Kun Yao1,*, Zejun Duan1,*, Jian Zhou2, Lin Li2, Feng Zhai2, Yanting Dong3, Xiaoyan Wang4, Zhong Ma1, Yu Bian1, Xueling Qi1 and Liang Li5

1 Department of Pathology, San Bo Brain Hospital, Capital Medical University, Haidian, Beijng, P. R. China

2 Department of Neurosurgery, San Bo Brain Hospital, Capital Medical University, Haidian, Beijng, P. R. China

3 The Second Hospital of Shanxi Medical University, Taiyuan, P. R. China

4 Beijing Health Vocational College, Xicheng, Beijing, P. R. China

5 Department of Pathology, Capital Medical University, Beijing, P.R. China

* These authors are co-first authors

Correspondence to:

Xueling Qi, email:

Liang Li, email:

Keywords: epilepsy; focal cortical dysplasia type II; focal cortical dysplasia type I; pathology; imaging; Pathology Section

Received: March 26, 2016 Accepted: August 24, 2016 Published: November 01, 2016


Focal cortical dysplasia (FCD) II and I are major causes for drug-resistant epilepsy. In order to gain insight into the possible correlations between FCD II and FCD I, different clinical characteristics and immunohistochemical expression characteristics in FCD I and II were analyzed. The median age of onset and duration of epilepsy in FCD I and FCD II patients were 2.1 years and 5.3 years vs 2.4 years and 4.5 years. Therefore, the median age of onset and duration of epilepsy were similar in the two groups. Pathological lesions were predominantly located in frontal lobe in FCD II and temporal in FCD I. Significantly more signal abnormalities in FLAIR and T2 images were demonstrated in FCD II than FCD I. The rate of satisfied seizure outcome was relative higher in FCDII patients (95.12%) than that in FCDI group (84.6%). Furthermore, we detected expressions of progenitor cell proteins and the mammalian target of rapamycin (mTOR) cascade activation protein in FCDs. Results showed that sex-determiningregion Y-box 2(SOX2) , Kruppel-likefactor 4 (KLF4) and phospho-S6 ribosomal proteins (ser240/244 or ser235/236) were expressed in FCDII group but not in FCD I. Overall, this study unveils FCD I and II exhibit distinct clinical and immunohistochemical expression characteristics, revealing different pathogenic mechanisms.
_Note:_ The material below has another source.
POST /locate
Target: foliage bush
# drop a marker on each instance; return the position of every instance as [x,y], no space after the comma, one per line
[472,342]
FCDs represent a common cause for pediatric epilepsy [1, 2]. FCD I is primarily characterized by focal disruption of normal intracortical lamination and columnar organization, while FCD II exhibits dramatic laminar disorganization and particularly dysmorphic neurons (DNs) and/or additional Balloon cells (BCs) [3, 4, 5]. Both FCD types are associated with intractable epilepsy while display distinct histopathological and clinical characteristics. The histopathological differences between FCD I and FCD II suggest different mechanism of clinical characteristics. Understanding molecular mechanisms of FCDs would provide important insights into earlier diagnosis and improved predictability of surgical management.
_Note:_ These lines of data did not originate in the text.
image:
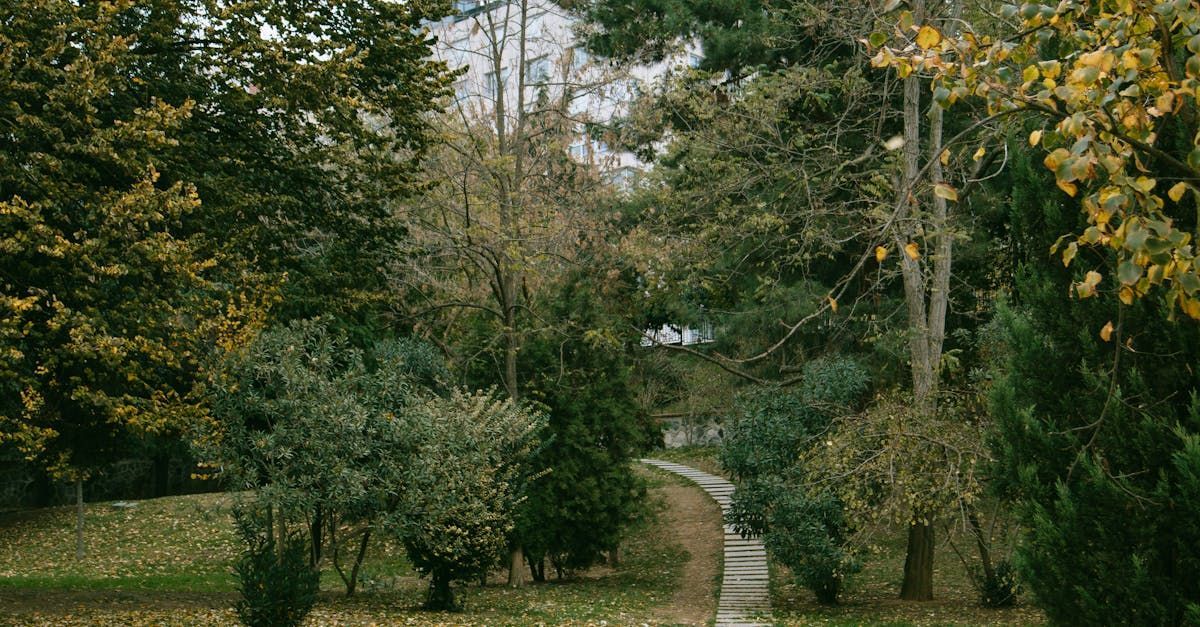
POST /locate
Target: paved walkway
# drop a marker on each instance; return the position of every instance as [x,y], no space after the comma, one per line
[745,596]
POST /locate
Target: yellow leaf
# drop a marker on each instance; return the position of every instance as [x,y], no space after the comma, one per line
[1165,102]
[945,191]
[928,37]
[1177,190]
[1191,306]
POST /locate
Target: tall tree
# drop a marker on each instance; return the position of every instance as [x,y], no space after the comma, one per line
[916,226]
[508,205]
[103,294]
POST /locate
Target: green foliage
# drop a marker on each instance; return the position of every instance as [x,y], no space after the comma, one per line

The mTOR pathway is a canonical pathogenic signaling pathway as well as a new potential target for cortical lesions of FCD II and tuberous sclerosis complex (TSC) [6-10]. Some phosphorylated downstream proteins in mTOR pathway, such as ribosomal protein phospho S6 (pS6), have been proved to be useful makers in these diseases. Specifically, activation of mTOR pathway results in enhanced expression of transcriptional activator c-Myc [11, 12]. c-Myc is expression associated with transcriptional regulation of certain stem cell markers, such as SOX2 [13]. Furthermore, we also examined an additional stem cell marker, the KLF4, which has recently been shown to bind to SOX2 to regulate development of embryonic stem cells. Thus, we hypothesize that differential mTOR signaling proteins and progenitor cell proteins (SOX2 and KLF4) would facilitate distinguishing FCD II and FCD I.

This study aims to compare clinical, imaging features and surgical outcomes between FCD I and FCD II. Furthermore, activation of mTOR pathway and expression of stem cell are also analyzed.


Clinical results

The median age of onset and duration of epilepsy in FCD I and FCD II patients were 2.1 years and 5.3 years vs 2.4 years and 4.5 years, respectively (Table 1). About median age of onset and duration of epilepsy, no significant difference was observed between two groups (P < 0.05). All of the patients mainly suffered from complex partial seizures and most of them had secondary generalized seizures.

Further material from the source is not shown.